In reflective prose, Tariq Mehmood’s kaleidoscopic novel Sing to the Western Wind unravels the life of man driven to the brink by political and religious violence.

Saleem is at the end of his life. He has bombs strapped to his chest and a plan to detonate them. As he moves through the motions of his plan, he reflects on his complicated past.

As a young man, Saleem left Pakistan to work at a mill in England. But England seemed intent on grinding him down with deep debt, vitriolic racism, loneliness, and displacement. Though he found pleasures where he could, through union solidarity and passionate love, Saleem never stopped dreaming of Pakistan. He spent decades going between the two countries—a sudden foreigner in both, caught in the crosshairs of war. Senseless losses and failures narrowed his path until he could see only death at its end.

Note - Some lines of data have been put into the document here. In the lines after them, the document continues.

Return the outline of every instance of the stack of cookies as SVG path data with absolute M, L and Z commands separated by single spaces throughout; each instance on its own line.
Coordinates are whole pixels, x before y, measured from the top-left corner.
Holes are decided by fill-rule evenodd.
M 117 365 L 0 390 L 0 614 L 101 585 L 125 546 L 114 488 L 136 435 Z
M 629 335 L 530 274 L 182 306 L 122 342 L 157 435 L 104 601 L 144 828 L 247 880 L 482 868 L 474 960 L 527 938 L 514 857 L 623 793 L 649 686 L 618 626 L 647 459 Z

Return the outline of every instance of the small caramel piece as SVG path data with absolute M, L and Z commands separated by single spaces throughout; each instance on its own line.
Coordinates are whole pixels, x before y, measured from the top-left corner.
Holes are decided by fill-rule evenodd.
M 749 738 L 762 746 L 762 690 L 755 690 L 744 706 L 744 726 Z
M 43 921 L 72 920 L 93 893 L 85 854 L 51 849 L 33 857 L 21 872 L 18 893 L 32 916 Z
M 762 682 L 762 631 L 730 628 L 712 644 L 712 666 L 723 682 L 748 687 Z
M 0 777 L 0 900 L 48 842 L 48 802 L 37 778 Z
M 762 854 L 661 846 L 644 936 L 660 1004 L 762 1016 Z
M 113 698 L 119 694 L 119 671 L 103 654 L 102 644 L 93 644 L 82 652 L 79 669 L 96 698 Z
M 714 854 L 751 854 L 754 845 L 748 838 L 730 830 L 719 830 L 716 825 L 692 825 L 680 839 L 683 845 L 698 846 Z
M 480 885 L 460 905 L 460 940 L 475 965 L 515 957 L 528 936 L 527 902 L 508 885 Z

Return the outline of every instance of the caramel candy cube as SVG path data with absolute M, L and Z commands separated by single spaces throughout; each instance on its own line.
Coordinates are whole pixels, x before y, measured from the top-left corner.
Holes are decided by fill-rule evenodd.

The tragedies of Saleem’s life lay bare questions about radicalization and the efficacy of revenge. Western bombs rain down on everyone around him. The vacuum of grief they leave behind pushes bystanders towards desperate retaliation. “Is revenge wrong for someone like me?” Saleem asks; he is met with no answer.

The sound of warplanes hums within the prose, which is as stark as the violence it depicts. Memory structures the plot as it leap-frogs across time and space. Though the tumult of racist politics is the engine behind his decline, Saleem is not depicted as a perfect victim. His development is nuanced; he is both cruel and generous, giving humanity to his character.

The unflinching novel Sing to the Western Wind covers the human costs of imperial war in Pakistan, showing how innocence can be transformed into extremity through unjust violence: “sometimes, even doves are slaughtered for the crime of singing.”